A Wellcome Sanger Institute team has developed a new method to cluster cells by genotype using the genetic variants detected within the single-cell RNA sequencing reads. As reported in Nature Methods this week, the technique — called souporcell — uses sparse mixture model clustering with explicit ambient RNA modeling. In benchmarking experiments, souporcell outperforms existing methods, its developers write, and is robust across a range of parameters. "Moreover, souporcell is highly accurate for challenging datasets involving closely related maternal/fetal samples and varying mixtures of P. falciparum strains," they add.

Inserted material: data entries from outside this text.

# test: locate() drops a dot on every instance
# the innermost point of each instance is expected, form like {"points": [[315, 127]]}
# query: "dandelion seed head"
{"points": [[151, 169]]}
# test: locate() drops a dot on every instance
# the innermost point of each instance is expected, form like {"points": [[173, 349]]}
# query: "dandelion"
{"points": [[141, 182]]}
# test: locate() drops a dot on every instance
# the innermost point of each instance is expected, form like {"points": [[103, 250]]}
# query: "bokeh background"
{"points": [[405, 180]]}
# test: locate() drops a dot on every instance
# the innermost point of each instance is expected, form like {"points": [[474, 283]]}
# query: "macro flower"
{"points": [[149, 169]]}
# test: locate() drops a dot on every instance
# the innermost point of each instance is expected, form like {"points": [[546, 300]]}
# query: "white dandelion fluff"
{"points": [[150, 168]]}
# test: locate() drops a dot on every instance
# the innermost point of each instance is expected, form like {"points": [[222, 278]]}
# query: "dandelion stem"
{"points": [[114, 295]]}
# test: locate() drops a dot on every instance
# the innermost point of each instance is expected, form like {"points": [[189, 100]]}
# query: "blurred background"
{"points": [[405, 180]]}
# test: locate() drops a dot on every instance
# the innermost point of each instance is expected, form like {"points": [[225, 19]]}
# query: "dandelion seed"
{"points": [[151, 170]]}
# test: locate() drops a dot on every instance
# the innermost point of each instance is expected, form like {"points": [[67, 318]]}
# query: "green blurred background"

The rapid genetic reconstruction of SARS-CoV-2 and other RNA viruses using a yeast-based synthetic genomics platform is described by a University of Bern-led team in Nature this week. While Escherichia coli is widely used to clone viral genomes, this host cannot easily handle the large genomes of coronaviruses. To overcome this, the scientists turned to Saccharomyces cerevisiae, which they use to clone, assemble and mutagenize full Mycoplasma genomes. With the platform, the researchers were able to engineer and resurrect chemically synthesized clones of SARS-CoV-2 within a week of receiving synthetic virus DNA fragments. "As the SARS-CoV-2 pandemic is ongoing, we expect to see sequence variations and possibly phenotypic changes of evolving SARS-CoV-2 in the human host," they write. Using their platform, "it is now possible to rapidly introduce such sequence variations into the infectious clone and to functionally characterize SARS-CoV-2 evolution in real-time." GenomeWeb has more on this, here.

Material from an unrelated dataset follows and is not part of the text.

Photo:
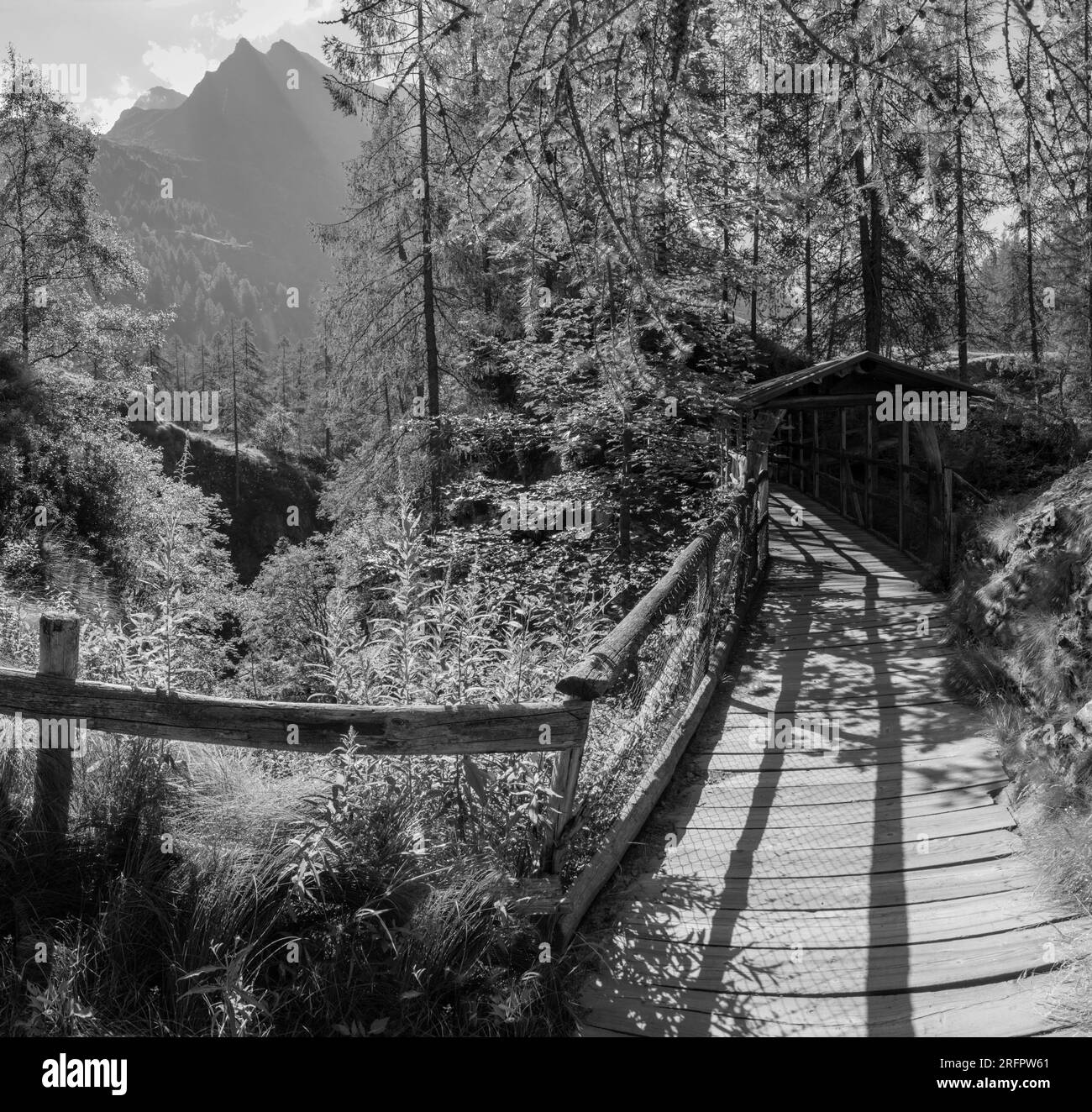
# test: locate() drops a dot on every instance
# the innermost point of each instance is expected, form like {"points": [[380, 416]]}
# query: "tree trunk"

Scientists from the Chinese Academy of Medical Sciences report in Nature Cell Biology this week on the use of single-cell RNA sequencing to observe how hematopoietic stem cells (HSCs) behave shortly after transplantation. The team used scRNA-seq to obtain transcriptome-based classifications of 28 hematopoietic cell types, which they then used in combination with functional assays to track the dynamic changes of immunophenotypically purified HSCs in irradiated recipients within the first week after transplantation. "In conjunction with classical function-based or immunophenotype-based definition, the current transcriptome-based classification of HSC or other regenerative cell populations at single-cell resolution by scRNA-seq offers a comprehensive yet powerful approach to dissect and track how stem cells better fit and replenish a damaged or diseased tissue, which also has important implications for further explorations and improvements of stem cell therapies," the study's authors write.